From Underground Mines to Offices: A Versatile and Robust Framework for Range-Inertial SLAM

TL;DR

This paper introduces LG-SLAM, a versatile and robust range-inertial SLAM framework adaptable to various sensors and environments, achieving high accuracy and real-time performance through graph optimization and GPU acceleration.

Contribution

The paper presents LG-SLAM, a flexible SLAM system that integrates range, inertial, and GNSS data with a novel submap and loop closure approach, adaptable to diverse settings with minimal tuning.

Findings

Achieves below 20 cm average error across diverse environments

Operates at LiDAR frame rate with online loop closing

Outperforms state-of-the-art SLAM algorithms in accuracy and robustness

Abstract

Simultaneous Localization and Mapping (SLAM) is an essential component of autonomous robotic applications and self-driving vehicles, enabling them to understand and operate in their environment. Many SLAM systems have been proposed in the last decade, but they are often complex to adapt to different settings or sensor setups.
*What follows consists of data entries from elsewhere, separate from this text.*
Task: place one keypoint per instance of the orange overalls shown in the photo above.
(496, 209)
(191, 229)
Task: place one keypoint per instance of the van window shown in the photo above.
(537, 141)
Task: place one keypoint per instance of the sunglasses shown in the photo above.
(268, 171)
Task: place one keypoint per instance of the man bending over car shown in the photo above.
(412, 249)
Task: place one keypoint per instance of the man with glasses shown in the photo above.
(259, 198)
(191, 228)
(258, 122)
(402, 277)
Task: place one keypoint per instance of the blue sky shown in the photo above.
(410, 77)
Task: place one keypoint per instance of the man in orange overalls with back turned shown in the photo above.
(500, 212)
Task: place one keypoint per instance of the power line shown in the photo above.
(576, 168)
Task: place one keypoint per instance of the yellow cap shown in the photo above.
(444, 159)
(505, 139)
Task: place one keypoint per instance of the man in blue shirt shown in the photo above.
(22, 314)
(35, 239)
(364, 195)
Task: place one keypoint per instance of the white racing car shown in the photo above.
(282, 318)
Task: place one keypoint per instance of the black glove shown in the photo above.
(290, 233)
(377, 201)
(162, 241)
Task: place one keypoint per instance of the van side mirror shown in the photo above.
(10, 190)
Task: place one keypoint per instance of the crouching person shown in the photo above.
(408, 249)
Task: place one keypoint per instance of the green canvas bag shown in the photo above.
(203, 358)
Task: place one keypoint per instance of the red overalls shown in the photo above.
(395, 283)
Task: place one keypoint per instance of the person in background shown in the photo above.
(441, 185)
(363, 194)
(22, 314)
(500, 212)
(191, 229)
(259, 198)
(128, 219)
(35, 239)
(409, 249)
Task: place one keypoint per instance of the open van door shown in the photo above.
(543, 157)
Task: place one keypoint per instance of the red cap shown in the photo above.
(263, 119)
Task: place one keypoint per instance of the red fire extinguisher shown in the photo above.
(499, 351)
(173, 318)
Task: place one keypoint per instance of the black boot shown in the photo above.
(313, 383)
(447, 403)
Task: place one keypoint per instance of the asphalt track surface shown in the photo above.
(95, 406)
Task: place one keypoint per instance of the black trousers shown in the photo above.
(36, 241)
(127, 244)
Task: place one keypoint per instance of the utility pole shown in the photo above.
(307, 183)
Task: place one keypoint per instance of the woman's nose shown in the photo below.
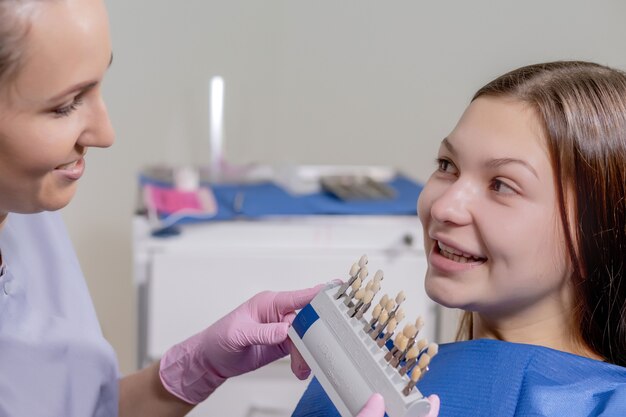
(99, 131)
(453, 204)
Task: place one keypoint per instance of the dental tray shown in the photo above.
(351, 358)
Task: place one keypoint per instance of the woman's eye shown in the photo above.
(444, 165)
(501, 187)
(67, 110)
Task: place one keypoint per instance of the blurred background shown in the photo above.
(306, 82)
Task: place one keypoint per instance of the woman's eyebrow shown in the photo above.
(496, 163)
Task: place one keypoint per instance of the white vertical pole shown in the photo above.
(216, 120)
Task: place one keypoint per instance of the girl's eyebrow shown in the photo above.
(445, 142)
(497, 162)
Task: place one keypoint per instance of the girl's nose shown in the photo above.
(453, 204)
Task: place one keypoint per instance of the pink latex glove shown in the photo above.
(252, 335)
(375, 407)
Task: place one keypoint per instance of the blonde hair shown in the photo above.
(14, 27)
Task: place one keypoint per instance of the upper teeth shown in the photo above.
(445, 249)
(66, 166)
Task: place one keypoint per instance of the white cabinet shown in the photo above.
(186, 282)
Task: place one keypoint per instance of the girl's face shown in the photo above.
(491, 223)
(53, 110)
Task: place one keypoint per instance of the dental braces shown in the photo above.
(353, 357)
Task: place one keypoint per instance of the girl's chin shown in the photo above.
(440, 291)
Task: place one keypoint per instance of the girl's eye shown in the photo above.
(67, 110)
(501, 187)
(444, 165)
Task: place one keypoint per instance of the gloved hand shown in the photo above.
(375, 407)
(252, 335)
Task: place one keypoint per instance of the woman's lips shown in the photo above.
(72, 170)
(448, 259)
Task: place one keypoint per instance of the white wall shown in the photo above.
(324, 82)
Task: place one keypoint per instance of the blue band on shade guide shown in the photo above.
(305, 318)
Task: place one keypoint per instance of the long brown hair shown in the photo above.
(582, 107)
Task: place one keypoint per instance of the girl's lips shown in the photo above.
(448, 262)
(72, 171)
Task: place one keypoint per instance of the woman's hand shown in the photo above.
(375, 407)
(252, 335)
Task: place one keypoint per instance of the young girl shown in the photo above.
(524, 226)
(54, 360)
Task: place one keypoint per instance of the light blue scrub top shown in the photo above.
(54, 360)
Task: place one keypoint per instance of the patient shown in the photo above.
(525, 230)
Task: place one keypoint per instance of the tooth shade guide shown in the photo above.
(380, 317)
(378, 276)
(363, 273)
(400, 297)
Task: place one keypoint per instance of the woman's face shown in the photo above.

In this work, we present LiDAR Graph-SLAM (LG-SLAM), a versatile range-inertial SLAM framework that can be adapted to different types of sensors and environments, from underground mines to offices with minimal parameter tuning. Our system integrates range, inertial and GNSS measurements into a graph-based optimization framework. We also use a refined submap management approach and a robust loop closure method that effectively accounts for uncertainty in the identification and validation of putative loop closures, ensuring global consistency and robustness. Enabled by a parallelized architecture and GPU integration, our system achieves pose estimation at LiDAR frame rate, along with online loop closing and graph optimization. We validate our system in diverse environments using public datasets and real-world data, consistently achieving an average error below 20 cm and outperforming other state-of-the-art algorithms.